Это не значит, что я советую принять кому-то (из русских) иудаизм. Ибо многие уже воспитаны в определенной среде и в определенной исторически сложившейся в России морали, где христианство и язычество так переплелись, что неизвестно, что стоит на первом месте в душе русского человека. Выражаясь в марксистских терминах: я бы взял русское язычество как базис, а надстройкой было бы – православие. Но, думается мне, это уже невозможно. Это было возможно при жизни не городской, деревенской, лесной, когда существовали рядом человек и зверь. Когда у них лесные угодья были фактически поделены, а охота на территории зверей грозила охотнику смертью. Христианство же действенно среди людей, а не среди зверей. И в этом его узкие врата. Вот почему оно действенно в минуты потрясений, трагедий и войн. В минуты, когда человек должен сделать выбор в безысходном положении, лучше я умру первый, чем ты. В лагере же было наоборот: умри ты первый, я последний. Хотя мне иногда кажется, никакого выбора не надо делать. А ждать и искать спасения. Есть ли Бог, прав ли спасенный или погибший – на эти вопросы у меня нет ответа. Я говорю –
«Блажен, кто верует – можно продолжать блудить», – говорю я некоторым моим приятелям, которые утверждают, что «надо спасаться» и что я, просто-напросто, язычник. При этом, разумеется, они осуждают меня.
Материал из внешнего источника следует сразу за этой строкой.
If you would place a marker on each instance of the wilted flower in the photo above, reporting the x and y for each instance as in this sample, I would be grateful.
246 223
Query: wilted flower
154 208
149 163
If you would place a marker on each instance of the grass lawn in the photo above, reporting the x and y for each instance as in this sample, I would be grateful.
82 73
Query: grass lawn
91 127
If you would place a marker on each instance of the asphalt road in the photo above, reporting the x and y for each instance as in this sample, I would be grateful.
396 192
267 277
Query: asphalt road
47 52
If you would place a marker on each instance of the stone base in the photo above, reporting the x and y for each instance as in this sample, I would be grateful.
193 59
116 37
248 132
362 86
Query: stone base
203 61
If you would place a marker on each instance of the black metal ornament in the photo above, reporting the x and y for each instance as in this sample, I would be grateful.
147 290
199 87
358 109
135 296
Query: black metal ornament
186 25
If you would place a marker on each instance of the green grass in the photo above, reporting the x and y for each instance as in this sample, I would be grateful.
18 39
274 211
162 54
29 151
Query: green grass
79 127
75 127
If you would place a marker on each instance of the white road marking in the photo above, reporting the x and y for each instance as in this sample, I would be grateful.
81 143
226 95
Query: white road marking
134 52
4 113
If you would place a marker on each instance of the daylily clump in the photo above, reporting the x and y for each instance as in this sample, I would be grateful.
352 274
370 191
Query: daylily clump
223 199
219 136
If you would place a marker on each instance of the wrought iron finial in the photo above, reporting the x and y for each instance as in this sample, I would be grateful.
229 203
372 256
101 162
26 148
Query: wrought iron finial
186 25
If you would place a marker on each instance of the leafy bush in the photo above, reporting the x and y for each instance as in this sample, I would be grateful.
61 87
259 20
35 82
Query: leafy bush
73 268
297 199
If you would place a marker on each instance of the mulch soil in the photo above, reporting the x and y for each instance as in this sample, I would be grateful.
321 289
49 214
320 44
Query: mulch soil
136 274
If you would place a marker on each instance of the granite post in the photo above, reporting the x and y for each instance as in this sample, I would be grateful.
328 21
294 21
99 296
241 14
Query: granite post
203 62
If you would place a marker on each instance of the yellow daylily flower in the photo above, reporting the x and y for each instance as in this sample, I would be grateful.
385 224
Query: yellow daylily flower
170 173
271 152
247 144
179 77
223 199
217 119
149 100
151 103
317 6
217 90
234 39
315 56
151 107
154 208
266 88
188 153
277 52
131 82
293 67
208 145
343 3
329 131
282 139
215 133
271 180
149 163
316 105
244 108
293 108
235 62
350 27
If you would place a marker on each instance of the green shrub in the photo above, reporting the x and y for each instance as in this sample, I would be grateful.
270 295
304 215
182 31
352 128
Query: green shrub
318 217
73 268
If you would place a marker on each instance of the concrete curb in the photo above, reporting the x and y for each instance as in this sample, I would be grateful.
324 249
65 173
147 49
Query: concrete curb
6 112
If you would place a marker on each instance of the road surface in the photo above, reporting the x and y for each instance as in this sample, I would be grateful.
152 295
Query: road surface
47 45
«Попробуйте не блудить, хотя бы так, как я, думаю я, когда они мне это говорят. Попробуйте, хотя бы иногда, посмотреть на себя со стороны. Суровая этика по отношению к себе – вот что такое Христос и вот что такое спасение. Вы же не пережили «трех китов» нравственности (впрочем, как и я): женщину, деньги, вино. И о какой там правде, о каком спасении можно говорить, когда и любовь-то эгоистична и извращена: сухое дерево. Воспитайте детей для России, как простой еврейский обыватель для Израиля – тогда и говорите о жертвенности и спасении».
Вот что думаю, когда меня упрекают в том, что я язычник и что писательство есть грех. Грех-то грех – но не для всех. Это путь познания, путь ученичества и понимания себя и человеческого мира, хотя бы на психологическом уровне.
Да, Толстой неизмеримо велик и жизнен в своих романах и повестях (ветхобиблеен), как и его несколько рациональный дуб, мимо которого проезжал Болконский. Он неизмеримо жизнен и потому, что он в миру, на воздухе, на природе.
Гений Достоевского – это искривленное мощное дерево города с невидимыми болезненными корнями, ибо ему в данной почве и среде весьма тесно.
Многим современникам нашего «страшного» века больше интересен Достоевский (разумеется, и я его в молодости больше Толстого любил), ибо любовь к психологии, любопытство к тайнам души и часто больной души, стремление к познанию, к трагедии, где эшафот и зритель, и дает это познание-прозрение, заставляя забывать игру детей, другой мир, мир незнания, но уже постоянно существующий, неизменный и прекрасный. О, как потемки и тайны человеческой души притягательны для молодого и часто, что называется, плохо воспитанного человека. Как он жаждет криминала, вернее, подробностей о тех или иных происшествиях, подобно таракану-сладострастнику копаясь в психологии того или иного преступника. (Еврипида греки упрекали за привнесение психологии, то есть за потерю цельности, за болезненность и, соответственно, потерю религиозности).
Познание мира через незнание (озарение, интуицию), через игру детей, а не через сущность трагедии или христианской мистерии – это, кажется, так несовместимо и далеко от нашей «иудео-христианской цивилизации», где Богоматерь заранее плачет об убиенном (в будущем) своем Младенце (и не только о своем, но и о всех), давшем через свою «смерть» еще одно из познаний этого мира, заранее скорбит по человеку, бегущему от природы и «зверя» в мир урбанизма, культуры, научности, первенства объективного анализа над субъективным синтезом.